To You Who Are Tempest-Tost
I am peace that shatters all your secret fears
I am holy, I am wise
I'm the only one who knows your heart's desires
Your heart's desires
-Jill Phillips, "I Am"
...and to the one who knocks, the door will be opened.
I think it's time to write because I am feeling broken, and I have found that God seems to speak through me even more when I am not sure what to say.
Lord, I humbly ask for words.
I have been doing a lot of self-understanding and self-compassion work lately (see last blog post). I am someone who is considered by many who meet her to be more vulnerable than the average person on the street, but these layers I am looking at lately are even deeper than my usual depth. I am being shown some of my blind spots, areas of my life that have kept me from understanding just how much Jesus loves me, Elizabeth, and how deeply adequate the reality of that love is.
I am trying to learn to listen to myself more. So, that's both exciting and scary.
I am trying to figure out my place in acting, which seems to be the struggle of the decade . . . s for me. But even tonight, as I walked back to my car from watching some live theatre with my cousin, and found myself in the old, familiar mental struggle, trying to use all of my analysis skills to uncover my life's calling, I heard a different, whispering voice in my head.
I felt the dirt of the parking lot brushing my cheeks and chalking up my feet, and I looked up at a clear, black sky. In that sky, straight up ahead was the Big Dipper, a reminder of steady things that are bigger and more enduring than me. To my left was a crescent moon, made clear and sharp by the cloudless air. And inside me, knowing that one of my native languages is movies, the way a good daddy knows his daughter, the Holy Spirit's whispering voice reminded me of a scene from The Matrix.
It is the scene shortly after Neo has been unplugged, freed from the machine-dominated system he has always unknowingly lived in, and he is laying on a bed in the real world, surrounded by members of the rebel group who have been freed from the matrix and are trying to free other people.
Neo has acupuncture needles all over him and can't seem to move his body, and Morpheus, the rebellion's leader, sees the question in his eyes.
Morpheus: You're muscles have atrophied, we're rebuilding them.
Neo: Why do my eyes hurt?
Morpheus: You've never used them before.
Neo looks confused.
Morpheus: Rest, Neo, the answers are coming.
I walked through that dusty parking lot tonight, seeing the ancient constellations and the moon that Shakespeare dubbed "inconstant" but which God calls "the faithful witness in the sky". And that movie scene came to mind, and the voice that this sheep knows said to me something like,
"You don't have all of the answers you are seeking yet, Elizabeth. This is a process. But I am with you, here, now. You are okay. And you are doing great work! You have made such progress through hard things."

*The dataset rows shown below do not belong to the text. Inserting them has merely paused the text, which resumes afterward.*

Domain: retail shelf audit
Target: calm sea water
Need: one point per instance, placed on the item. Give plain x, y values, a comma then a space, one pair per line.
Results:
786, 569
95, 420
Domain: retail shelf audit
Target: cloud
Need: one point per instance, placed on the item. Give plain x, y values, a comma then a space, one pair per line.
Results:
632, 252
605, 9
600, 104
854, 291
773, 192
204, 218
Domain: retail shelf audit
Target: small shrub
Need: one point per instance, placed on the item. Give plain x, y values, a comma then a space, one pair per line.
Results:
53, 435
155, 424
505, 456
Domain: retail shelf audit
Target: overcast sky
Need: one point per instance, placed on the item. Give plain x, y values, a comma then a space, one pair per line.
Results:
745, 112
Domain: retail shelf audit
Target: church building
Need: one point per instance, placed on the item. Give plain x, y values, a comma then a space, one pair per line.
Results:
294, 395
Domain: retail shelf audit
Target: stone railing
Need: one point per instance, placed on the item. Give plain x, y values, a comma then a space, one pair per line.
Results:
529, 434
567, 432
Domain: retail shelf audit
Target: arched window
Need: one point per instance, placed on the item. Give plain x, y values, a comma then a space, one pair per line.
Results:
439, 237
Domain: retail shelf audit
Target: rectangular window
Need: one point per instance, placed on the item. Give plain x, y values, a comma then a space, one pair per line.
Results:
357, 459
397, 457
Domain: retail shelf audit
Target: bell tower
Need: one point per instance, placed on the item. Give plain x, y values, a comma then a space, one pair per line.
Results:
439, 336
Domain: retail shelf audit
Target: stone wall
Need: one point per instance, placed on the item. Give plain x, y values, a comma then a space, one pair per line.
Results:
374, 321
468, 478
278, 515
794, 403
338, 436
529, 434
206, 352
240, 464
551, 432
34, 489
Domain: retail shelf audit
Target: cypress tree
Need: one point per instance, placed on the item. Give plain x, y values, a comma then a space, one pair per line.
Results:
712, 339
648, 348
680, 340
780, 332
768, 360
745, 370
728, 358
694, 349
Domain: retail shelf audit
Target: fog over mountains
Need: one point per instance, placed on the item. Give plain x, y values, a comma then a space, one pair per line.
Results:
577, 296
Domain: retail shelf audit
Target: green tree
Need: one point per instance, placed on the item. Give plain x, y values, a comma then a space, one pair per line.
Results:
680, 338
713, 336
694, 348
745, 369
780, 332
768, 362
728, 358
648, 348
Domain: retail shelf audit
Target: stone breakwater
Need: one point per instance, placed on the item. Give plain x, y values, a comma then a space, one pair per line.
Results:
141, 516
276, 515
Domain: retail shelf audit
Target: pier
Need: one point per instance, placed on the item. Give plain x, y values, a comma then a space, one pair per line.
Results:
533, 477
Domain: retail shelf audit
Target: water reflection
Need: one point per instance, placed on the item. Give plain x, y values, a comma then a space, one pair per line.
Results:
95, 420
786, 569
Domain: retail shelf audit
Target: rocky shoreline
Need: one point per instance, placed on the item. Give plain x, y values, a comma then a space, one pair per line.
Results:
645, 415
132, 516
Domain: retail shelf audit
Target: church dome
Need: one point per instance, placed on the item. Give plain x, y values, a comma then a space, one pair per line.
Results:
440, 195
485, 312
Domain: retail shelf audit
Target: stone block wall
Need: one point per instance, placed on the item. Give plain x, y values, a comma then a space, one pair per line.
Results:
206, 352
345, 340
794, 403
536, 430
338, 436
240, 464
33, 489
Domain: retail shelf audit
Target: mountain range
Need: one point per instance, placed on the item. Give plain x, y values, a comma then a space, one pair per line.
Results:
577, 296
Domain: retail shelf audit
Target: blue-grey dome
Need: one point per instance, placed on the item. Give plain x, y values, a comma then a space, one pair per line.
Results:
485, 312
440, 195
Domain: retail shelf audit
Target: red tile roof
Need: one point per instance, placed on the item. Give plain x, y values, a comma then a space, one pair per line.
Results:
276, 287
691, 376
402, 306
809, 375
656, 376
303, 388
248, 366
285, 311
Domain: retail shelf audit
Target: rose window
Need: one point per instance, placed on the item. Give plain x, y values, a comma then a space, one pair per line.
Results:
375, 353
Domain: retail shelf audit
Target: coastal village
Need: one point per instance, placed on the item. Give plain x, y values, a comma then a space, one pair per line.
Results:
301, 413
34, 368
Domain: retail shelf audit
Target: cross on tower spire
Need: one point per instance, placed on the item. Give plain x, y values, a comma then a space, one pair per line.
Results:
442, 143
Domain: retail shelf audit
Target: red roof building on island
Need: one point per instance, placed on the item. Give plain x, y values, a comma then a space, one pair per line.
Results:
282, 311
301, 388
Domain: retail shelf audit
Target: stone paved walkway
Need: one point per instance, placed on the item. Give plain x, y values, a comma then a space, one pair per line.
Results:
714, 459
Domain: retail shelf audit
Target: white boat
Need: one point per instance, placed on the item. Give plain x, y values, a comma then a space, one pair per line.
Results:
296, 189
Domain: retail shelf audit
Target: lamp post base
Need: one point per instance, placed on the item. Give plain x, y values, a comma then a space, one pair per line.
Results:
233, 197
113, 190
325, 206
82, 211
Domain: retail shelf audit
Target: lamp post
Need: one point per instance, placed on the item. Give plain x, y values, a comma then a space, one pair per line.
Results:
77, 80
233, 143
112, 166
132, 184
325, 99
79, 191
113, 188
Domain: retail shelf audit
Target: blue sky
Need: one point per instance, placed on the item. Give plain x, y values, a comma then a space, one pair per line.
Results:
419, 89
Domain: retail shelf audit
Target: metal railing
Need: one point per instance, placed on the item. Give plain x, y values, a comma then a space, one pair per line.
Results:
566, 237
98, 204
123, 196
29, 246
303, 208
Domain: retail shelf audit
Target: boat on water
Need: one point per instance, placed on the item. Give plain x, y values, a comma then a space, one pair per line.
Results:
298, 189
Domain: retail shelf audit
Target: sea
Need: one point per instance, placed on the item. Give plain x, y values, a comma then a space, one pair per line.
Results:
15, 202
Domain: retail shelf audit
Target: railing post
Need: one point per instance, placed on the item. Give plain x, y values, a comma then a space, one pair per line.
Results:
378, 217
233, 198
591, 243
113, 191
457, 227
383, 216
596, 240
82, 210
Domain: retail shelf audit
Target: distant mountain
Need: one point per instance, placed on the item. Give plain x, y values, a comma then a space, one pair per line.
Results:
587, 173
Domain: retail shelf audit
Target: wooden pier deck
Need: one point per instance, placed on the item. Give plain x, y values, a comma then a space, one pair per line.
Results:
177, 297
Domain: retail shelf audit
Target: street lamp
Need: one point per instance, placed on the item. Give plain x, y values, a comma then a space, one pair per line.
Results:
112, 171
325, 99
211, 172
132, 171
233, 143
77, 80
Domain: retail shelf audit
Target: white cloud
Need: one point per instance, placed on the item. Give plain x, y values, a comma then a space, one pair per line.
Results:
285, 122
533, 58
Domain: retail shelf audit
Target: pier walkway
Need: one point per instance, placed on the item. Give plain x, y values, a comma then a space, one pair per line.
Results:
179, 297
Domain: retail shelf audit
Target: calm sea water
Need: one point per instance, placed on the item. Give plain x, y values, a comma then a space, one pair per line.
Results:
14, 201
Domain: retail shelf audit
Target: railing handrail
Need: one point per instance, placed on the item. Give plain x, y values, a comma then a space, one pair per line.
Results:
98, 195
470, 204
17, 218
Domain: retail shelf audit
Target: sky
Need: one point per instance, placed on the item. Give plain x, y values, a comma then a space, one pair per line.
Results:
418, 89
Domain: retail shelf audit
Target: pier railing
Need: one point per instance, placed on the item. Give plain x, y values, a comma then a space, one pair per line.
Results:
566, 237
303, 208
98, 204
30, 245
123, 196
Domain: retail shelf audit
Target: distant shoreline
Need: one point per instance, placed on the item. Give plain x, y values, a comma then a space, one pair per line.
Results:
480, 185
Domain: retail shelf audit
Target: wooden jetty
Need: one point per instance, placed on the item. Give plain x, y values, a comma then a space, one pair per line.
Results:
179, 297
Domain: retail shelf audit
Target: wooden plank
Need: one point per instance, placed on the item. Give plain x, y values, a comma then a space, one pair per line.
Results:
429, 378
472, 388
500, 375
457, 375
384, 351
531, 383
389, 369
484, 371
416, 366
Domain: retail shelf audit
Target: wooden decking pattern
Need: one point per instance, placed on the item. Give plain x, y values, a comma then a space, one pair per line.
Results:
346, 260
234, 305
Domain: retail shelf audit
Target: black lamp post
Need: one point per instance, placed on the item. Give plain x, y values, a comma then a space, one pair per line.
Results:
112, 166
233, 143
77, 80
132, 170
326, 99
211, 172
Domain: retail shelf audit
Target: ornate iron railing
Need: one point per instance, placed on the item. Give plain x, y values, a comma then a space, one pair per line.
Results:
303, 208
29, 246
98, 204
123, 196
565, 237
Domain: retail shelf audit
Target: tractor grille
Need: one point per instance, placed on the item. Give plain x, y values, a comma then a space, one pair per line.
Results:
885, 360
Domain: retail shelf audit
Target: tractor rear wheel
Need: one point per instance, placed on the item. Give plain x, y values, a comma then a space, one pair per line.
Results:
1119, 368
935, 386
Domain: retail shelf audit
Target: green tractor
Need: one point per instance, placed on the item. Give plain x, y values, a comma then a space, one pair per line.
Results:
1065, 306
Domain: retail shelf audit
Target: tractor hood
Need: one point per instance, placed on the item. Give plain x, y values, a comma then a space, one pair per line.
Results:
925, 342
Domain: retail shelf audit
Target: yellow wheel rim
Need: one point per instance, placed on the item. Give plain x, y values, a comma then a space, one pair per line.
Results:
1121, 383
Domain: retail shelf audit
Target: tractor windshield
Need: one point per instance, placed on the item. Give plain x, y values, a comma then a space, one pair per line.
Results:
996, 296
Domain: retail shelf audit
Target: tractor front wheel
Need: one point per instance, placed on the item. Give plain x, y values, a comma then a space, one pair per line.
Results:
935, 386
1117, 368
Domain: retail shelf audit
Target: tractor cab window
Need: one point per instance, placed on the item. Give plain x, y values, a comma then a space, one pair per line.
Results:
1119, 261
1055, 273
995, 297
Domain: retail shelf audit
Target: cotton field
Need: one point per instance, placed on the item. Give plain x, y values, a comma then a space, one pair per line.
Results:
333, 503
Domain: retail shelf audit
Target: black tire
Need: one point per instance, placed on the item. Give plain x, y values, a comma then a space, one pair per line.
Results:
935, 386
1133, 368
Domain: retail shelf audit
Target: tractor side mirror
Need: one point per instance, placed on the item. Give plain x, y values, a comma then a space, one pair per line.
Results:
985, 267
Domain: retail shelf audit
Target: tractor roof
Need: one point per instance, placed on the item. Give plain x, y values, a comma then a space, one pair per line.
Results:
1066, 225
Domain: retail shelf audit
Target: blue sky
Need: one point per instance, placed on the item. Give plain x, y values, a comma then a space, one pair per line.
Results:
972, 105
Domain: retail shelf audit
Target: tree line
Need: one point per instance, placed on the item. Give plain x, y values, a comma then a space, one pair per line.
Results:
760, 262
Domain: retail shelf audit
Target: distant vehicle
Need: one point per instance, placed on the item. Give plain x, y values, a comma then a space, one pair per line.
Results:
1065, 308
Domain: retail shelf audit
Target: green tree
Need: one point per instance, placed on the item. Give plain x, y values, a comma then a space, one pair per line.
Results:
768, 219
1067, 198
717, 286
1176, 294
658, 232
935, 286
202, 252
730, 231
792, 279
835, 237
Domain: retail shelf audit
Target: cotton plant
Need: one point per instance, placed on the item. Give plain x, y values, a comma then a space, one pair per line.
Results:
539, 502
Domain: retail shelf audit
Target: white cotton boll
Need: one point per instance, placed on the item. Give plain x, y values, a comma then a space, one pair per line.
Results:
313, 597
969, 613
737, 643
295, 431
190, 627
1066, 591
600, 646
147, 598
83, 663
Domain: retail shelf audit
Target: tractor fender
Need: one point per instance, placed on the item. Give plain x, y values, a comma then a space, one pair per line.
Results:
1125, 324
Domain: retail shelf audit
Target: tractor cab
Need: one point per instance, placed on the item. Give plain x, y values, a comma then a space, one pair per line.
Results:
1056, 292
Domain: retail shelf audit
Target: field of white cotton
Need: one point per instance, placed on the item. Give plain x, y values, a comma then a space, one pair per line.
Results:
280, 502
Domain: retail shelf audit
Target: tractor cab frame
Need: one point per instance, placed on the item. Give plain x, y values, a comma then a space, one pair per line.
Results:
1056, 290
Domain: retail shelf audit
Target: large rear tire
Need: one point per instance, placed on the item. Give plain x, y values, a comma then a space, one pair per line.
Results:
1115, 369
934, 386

It wasn't an audible voice, more like an impression made deep in my heart's core, which is often what the Good Shepherd's voice "sounds" like to me. And it calmed me. And it answered a question I didn't know I was asking: "How do I find a port in this storm?"
This year, I will be serving on the steering team for our Mothers of Preschoolers (MOPS) group, and I was asked to lead a 5-minute devotional for our steering team retreat. In the devotional, I ended up reading Emma Lazarus's poem, "The New Colossus", which she wrote to raise money for the building of the pedestal at the base of the Statue of Liberty:
Recently I was in New York and I wandered into a beautiful Episcopalian church I'd never been in before, near the Reservoir in Central Park. It is called the Church of the Heavenly Rest. I ventured to go in because the door was open and there was a sign out front welcoming passersby in to pray. I loved that open door policy. I had always seen that kind of thing in movies, people going into churches by themselves to sit in a pew and connect with God in a visceral way. How wonderful.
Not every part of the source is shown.